In cornea, the selective keratoplasty revolution (with Descemet’s stripping automated endothelial keratoplasty [DSAEK] in the starring role) has transformed many lives. Incision size is down to 4 mm using the Endoserter device, and often requires no suture for watertight closure. Every time I see a DSAEK post-operative patient, I appreciate the genius of Gerrit Melles. I never thought I would see the day that we would be performing sutureless corneal transplantation with such rapid visual recovery.

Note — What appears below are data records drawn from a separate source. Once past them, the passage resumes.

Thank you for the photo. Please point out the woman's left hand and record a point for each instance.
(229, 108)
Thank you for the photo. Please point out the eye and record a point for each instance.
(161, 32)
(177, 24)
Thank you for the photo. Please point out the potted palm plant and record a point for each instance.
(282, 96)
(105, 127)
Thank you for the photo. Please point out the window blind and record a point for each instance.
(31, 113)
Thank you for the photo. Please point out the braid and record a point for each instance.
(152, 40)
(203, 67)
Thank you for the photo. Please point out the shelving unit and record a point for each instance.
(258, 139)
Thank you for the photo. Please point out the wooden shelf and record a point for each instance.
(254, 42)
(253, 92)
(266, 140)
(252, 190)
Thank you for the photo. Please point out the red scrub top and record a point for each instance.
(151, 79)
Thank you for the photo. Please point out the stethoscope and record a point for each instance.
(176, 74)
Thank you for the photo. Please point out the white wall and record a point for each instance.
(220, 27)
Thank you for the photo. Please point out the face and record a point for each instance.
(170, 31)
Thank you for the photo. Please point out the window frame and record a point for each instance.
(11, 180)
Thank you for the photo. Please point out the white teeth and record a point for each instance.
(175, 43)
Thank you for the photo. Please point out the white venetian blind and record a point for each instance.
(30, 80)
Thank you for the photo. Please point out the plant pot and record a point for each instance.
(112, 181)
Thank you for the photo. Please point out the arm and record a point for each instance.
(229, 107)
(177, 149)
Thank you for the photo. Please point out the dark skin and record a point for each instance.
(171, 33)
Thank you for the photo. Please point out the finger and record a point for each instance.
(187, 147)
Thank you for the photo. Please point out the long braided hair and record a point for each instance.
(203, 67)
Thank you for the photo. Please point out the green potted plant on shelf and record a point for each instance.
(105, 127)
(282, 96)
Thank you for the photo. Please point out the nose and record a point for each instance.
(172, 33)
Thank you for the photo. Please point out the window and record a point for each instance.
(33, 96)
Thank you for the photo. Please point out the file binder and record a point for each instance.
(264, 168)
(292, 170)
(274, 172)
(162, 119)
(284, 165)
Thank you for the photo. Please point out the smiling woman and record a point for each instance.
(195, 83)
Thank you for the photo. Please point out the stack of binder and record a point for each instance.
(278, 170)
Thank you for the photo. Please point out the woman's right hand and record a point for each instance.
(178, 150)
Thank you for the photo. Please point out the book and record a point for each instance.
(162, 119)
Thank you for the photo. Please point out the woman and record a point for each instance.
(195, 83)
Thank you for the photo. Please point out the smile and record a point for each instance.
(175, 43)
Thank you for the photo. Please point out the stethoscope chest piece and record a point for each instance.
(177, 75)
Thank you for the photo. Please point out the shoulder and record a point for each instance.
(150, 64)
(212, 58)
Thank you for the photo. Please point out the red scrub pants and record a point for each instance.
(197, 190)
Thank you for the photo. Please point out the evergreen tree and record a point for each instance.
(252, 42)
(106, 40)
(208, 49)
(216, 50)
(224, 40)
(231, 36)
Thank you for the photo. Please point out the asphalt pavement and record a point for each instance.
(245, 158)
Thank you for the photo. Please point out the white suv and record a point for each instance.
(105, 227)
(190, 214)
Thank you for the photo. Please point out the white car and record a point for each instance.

This issue also explores various topics in age-related macular degeneration (AMD), including Kaiser’s paper describing his role of the vitreous in the pathogenesis of exudative AMD. This should lead physicians to consider vitreous changes when diagnosing and treating patients with AMD. In his paper, Rosenfeld also explores the importance of spectral-domain optical coherence tomography imaging of the macula as an essential tool for evaluating dry and wet AMD.

In glaucoma, several new techniques, many of them using smaller incisions into the anterior chamber than traditional surgeries, have been developed to safely lower IOP, and avoid large bleb formation and severe hypotony. Many of these procedures can be performed at the time of cataract surgery so patients can avoid multiple trips to the operating room. Target IOP must be kept in mind when considering theses procedures, since some of them will only lower IOP to the mid-teens.

So, smaller does seem to be better. The strive for going smaller often is the drive for technological advancement, which in turn benefits our patients. Although our current techniques seem to be quite effective, we will continue to expect great things to come.